Bloomquist travelled to Washington D.C. on Wednesday, Oct. 19, the day before the awards ceremony and returned to her Keuka Park home on Friday around 7 p.m.

"And I went right to bed," she says.

She and the other honorees had time together before the awards ceremony, and president spent about 20 minutes with them during a brief meeting. That's when she told him, "I'm not done yet," the comment he quoted during his speech before he presented the medals to the group.

"That's the way I feel. There are still other things that need to be done," she says, explaining that no matter what need comes up, someone in the community answers the call. "It's amazing how everyone works together," she says.

"I think it's wonderful that the president of the United States can take time out to talk to the ordinary citizens," she said, describing the other honorees as, "just plain, ordinary citizens."

That group of plain ordinary citizens were introduced to the waiting crowd in the East Room, and made their entrance from the State Room.

As they waited on the stage, the president was introduced, and he briskly strode toward the stage, where he spoke for a few moments, drawing connections between Martin Luther King, the story of the Good Samaritan, and the work that the award winners have done. "They come from different backgrounds and they’ve devoted their lives to different causes, but they are united by the choice that they’ve made.  They could have made excuses for doing nothing.  Instead, they chose to help," he said.

Later he said, "Then there’s Milly Bloomquist, from Penn Yan, New York.  And for decades, she has personified the phrase, “above and beyond.” At her 90th birthday party, one speaker said that Penn Yan has its own special system for handling emergencies.  “If you’re out of food, call Milly.  If your heat has gone out, call Milly.  If you can’t pay your electricity bill, call Milly.  If you need a winter coat, call Milly.”

Family members who accompanied Bloomquist to the White House were her daughter Becky and her husband Chris Holder, their daughter, Molly Holder, and Milly's son, John and his wife, Julie Bloomquist.

They all enjoyed a tour of the White House followed by a reception before the awards ceremony.
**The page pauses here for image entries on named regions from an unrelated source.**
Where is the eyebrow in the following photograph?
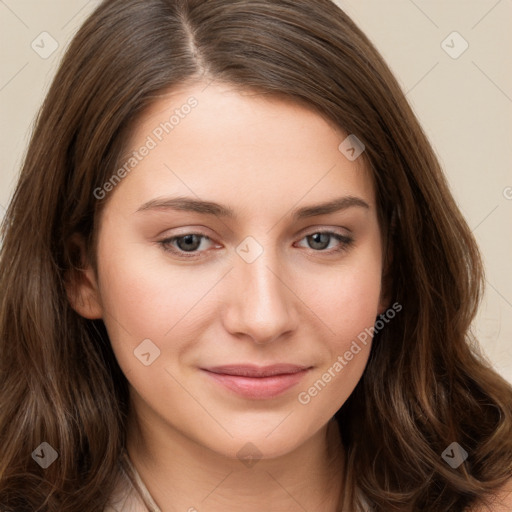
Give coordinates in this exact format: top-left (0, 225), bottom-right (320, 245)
top-left (137, 196), bottom-right (370, 220)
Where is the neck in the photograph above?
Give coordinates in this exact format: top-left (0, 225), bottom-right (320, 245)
top-left (127, 402), bottom-right (344, 512)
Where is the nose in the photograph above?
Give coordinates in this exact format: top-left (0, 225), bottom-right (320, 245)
top-left (224, 243), bottom-right (298, 345)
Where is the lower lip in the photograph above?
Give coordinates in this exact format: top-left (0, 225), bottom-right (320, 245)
top-left (206, 370), bottom-right (308, 400)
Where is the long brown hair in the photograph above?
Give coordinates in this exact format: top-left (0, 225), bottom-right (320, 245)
top-left (0, 0), bottom-right (512, 512)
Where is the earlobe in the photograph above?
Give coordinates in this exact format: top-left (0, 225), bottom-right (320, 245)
top-left (65, 234), bottom-right (103, 320)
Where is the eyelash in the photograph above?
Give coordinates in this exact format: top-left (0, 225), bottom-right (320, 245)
top-left (158, 231), bottom-right (354, 259)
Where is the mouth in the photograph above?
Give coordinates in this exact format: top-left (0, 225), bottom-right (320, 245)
top-left (202, 364), bottom-right (312, 400)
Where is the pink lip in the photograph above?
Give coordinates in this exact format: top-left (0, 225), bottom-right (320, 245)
top-left (204, 364), bottom-right (310, 400)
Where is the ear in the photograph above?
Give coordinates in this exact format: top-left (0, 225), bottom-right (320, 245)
top-left (65, 234), bottom-right (103, 320)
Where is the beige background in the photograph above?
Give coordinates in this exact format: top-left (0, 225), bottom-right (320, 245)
top-left (0, 0), bottom-right (512, 382)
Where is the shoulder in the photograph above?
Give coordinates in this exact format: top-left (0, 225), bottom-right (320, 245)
top-left (466, 478), bottom-right (512, 512)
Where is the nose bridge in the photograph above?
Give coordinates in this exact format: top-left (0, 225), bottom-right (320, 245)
top-left (231, 237), bottom-right (294, 343)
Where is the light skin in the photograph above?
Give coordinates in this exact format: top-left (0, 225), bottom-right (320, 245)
top-left (69, 83), bottom-right (389, 512)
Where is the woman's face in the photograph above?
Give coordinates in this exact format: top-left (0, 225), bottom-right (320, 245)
top-left (81, 84), bottom-right (385, 457)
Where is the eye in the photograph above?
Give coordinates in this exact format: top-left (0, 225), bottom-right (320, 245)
top-left (159, 233), bottom-right (215, 258)
top-left (158, 231), bottom-right (354, 258)
top-left (294, 231), bottom-right (354, 254)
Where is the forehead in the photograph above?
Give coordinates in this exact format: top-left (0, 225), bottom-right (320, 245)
top-left (108, 83), bottom-right (374, 216)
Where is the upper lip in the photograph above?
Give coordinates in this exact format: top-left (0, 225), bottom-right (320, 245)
top-left (204, 364), bottom-right (311, 377)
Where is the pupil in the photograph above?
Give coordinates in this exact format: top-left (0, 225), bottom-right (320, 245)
top-left (311, 233), bottom-right (329, 249)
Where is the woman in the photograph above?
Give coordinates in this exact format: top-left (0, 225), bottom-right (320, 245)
top-left (0, 0), bottom-right (512, 512)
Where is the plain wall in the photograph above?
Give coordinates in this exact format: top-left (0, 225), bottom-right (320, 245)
top-left (0, 0), bottom-right (512, 382)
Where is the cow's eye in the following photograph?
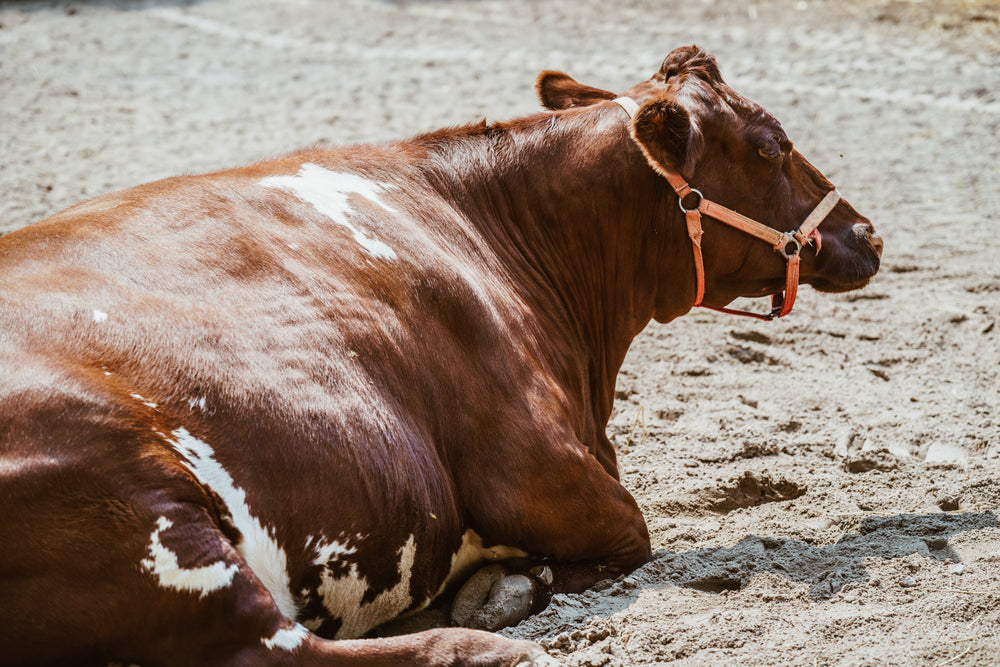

John, who graduated from Penn Yan Academy in 1972 and now lives in West Virginia, took several photos during the tour and posted them on his facebook page.

This was her first trip to the White House, and she says its an experience she wishes everyone should have.

A reception in Bloomquist's honor will be held at 1:30 pm.  Thursday, Oct. 27 at Milly's Pantry/The Pinwheel Cafe on Main Street in Penn Yan.

The president assists Milly as she steps forward to accept her award.